Bishop Perry wrote to Roosevelt on January 30, 1920 that he did not want to believe nor “could he believe” that Roosevelt was personally involved with the chief designers of the program to find and arrest homosexual sailors from the very beginning of the Newport investigation.
In the letter, Bishop Perry details a conversation with chief investigators and Navy personnel Dr. Erastus M. Hudson and Ervin Arnold, a conversation that revealed that their “work” personally represented the Secretary of the Navy.
Knowing the character of the “Section A” agents and the nature of their work, the Bishop declared that “it was not my habit to make serious charges such as I have had to make, on impulse or by prejudice. I have refrained from any course other than the clear statement of incontestable facts.”
Bishop Perry condemned the investigators tactics as vile and immoral. The U.S. Senate’s Committee on Naval Affairs called Roosevelt’s behavior “reprehensible.”
Josephus Daniels wrote to the Chief of the Bureau of Investigation that “[Chief investigators] Hudson and Arnold [were] honest and sincere in their efforts and acted solely for the best interests of the service.

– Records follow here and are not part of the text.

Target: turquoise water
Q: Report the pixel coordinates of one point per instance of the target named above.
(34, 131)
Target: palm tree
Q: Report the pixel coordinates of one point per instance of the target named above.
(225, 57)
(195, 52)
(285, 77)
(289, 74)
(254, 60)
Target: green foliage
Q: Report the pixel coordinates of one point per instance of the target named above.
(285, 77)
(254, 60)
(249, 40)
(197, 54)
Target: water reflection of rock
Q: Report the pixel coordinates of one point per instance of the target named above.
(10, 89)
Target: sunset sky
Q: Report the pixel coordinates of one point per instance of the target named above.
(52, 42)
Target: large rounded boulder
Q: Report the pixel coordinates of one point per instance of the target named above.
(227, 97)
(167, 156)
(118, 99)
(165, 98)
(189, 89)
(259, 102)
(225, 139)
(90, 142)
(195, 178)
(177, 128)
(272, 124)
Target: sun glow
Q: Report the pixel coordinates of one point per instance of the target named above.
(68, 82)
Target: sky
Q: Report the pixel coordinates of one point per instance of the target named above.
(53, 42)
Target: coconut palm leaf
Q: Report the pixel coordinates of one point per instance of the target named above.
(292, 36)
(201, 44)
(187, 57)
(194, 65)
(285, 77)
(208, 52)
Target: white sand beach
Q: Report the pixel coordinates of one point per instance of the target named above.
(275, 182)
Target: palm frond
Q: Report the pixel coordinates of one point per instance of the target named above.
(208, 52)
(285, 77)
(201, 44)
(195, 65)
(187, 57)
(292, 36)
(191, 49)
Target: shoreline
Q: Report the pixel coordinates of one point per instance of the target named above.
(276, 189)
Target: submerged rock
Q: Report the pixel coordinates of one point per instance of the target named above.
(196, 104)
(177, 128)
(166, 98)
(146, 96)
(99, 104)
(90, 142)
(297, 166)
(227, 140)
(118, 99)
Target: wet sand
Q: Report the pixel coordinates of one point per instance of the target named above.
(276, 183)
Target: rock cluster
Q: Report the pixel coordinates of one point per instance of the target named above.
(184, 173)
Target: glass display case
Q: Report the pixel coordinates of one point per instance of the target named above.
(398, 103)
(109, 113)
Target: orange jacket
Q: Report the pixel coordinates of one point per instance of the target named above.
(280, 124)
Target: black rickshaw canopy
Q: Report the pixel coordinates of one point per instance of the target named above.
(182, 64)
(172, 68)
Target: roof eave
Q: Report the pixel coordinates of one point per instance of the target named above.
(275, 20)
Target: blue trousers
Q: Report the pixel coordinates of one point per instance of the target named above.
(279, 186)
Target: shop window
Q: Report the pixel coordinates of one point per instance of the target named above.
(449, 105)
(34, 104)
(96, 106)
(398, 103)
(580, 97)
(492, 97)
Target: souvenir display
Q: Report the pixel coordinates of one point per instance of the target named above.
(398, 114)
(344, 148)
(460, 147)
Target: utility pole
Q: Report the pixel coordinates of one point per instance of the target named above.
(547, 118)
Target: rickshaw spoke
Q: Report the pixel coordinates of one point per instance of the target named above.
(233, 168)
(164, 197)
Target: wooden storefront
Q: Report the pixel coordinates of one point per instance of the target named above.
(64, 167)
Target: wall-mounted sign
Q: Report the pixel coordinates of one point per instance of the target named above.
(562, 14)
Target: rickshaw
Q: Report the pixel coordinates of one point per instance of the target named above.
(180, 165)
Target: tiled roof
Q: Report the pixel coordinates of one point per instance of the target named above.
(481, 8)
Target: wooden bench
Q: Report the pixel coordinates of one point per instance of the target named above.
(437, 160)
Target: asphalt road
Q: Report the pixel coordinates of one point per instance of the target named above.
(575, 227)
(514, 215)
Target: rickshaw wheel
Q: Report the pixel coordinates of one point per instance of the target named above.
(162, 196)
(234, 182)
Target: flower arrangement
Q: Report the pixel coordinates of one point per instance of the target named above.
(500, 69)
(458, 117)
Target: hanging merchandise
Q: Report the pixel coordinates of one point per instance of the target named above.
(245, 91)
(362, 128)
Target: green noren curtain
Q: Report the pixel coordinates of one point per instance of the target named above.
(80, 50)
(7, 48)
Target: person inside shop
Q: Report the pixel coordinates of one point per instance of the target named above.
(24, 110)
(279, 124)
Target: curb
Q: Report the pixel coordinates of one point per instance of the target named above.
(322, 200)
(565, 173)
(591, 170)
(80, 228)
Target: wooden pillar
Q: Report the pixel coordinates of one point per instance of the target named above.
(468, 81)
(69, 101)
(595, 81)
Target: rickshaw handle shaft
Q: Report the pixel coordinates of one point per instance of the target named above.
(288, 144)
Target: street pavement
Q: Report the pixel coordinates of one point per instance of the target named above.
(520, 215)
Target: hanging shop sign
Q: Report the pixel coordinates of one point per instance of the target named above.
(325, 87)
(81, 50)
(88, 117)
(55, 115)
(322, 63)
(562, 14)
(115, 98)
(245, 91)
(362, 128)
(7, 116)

“In view of the nature of the offenses under investigation, the assurances given them by the Office of the Attorney General of the United States that the methods authorized were legal, it is not believed that their bona fide mistake in judgment was such as to warrant a letter of censure.”
While the Newport Sex Scandal, of course, has conditions unique to its time and place, one must point out that the whole history of the Navy’s efforts to wipe out the “immoral” conditions at the Newport Naval Base and Training Station and its vicinity illustrates the difficulty of moral reform by government agencies and affiliations.
The Newport Sex Scandal witnesses the first exploration into the treatment of homosexuals and homosexuality by the United States government and quite possibly the first instance where homosexuals were treated directly as mere second-class citizens.
As the Navy and American government felt that it was their duty to protect enlisted servicemen from the “contamination of their bodies,” they ignored the consideration of homosexuals as persons, as citizens.
There are few details about the lives of the gay men who were targeted by the Navy’s vice investigators. For those who were imprisoned questions remain: What kind of lives did they have after prison? What kind of love life? Were their lives totally ruined?
Roosevelt was quick to pass judgment on the lasting effects of the Newport scandal. He wrote Josephus Daniels, “In the long run neither you nor I have been hurt by this mud-slinging… what is the use of fooling any longer with a bunch who have made up their minds that they do not care for the truth and are willing to say anything which they think will help them politically.”
Given the campaign of anti-gay harassment he had overseen, how ironic that Roosevelt was happy to play the misunderstood victim. Perhaps it was how he rationalized his actions to himself.
Whatever, Newport would come to be the worst kind of template.
The entrenched bias and intolerance of the Navy’s actions there, the arbitrary, if not cruel, way in which people were singled out, and the sleazy injustice with which these efforts were executed through secrecy, entrapment, and coerced confessions prefigured the vast anti-gay crusade that the United States military would later launch, more forcefully, against its lesbian and gay servicepeople.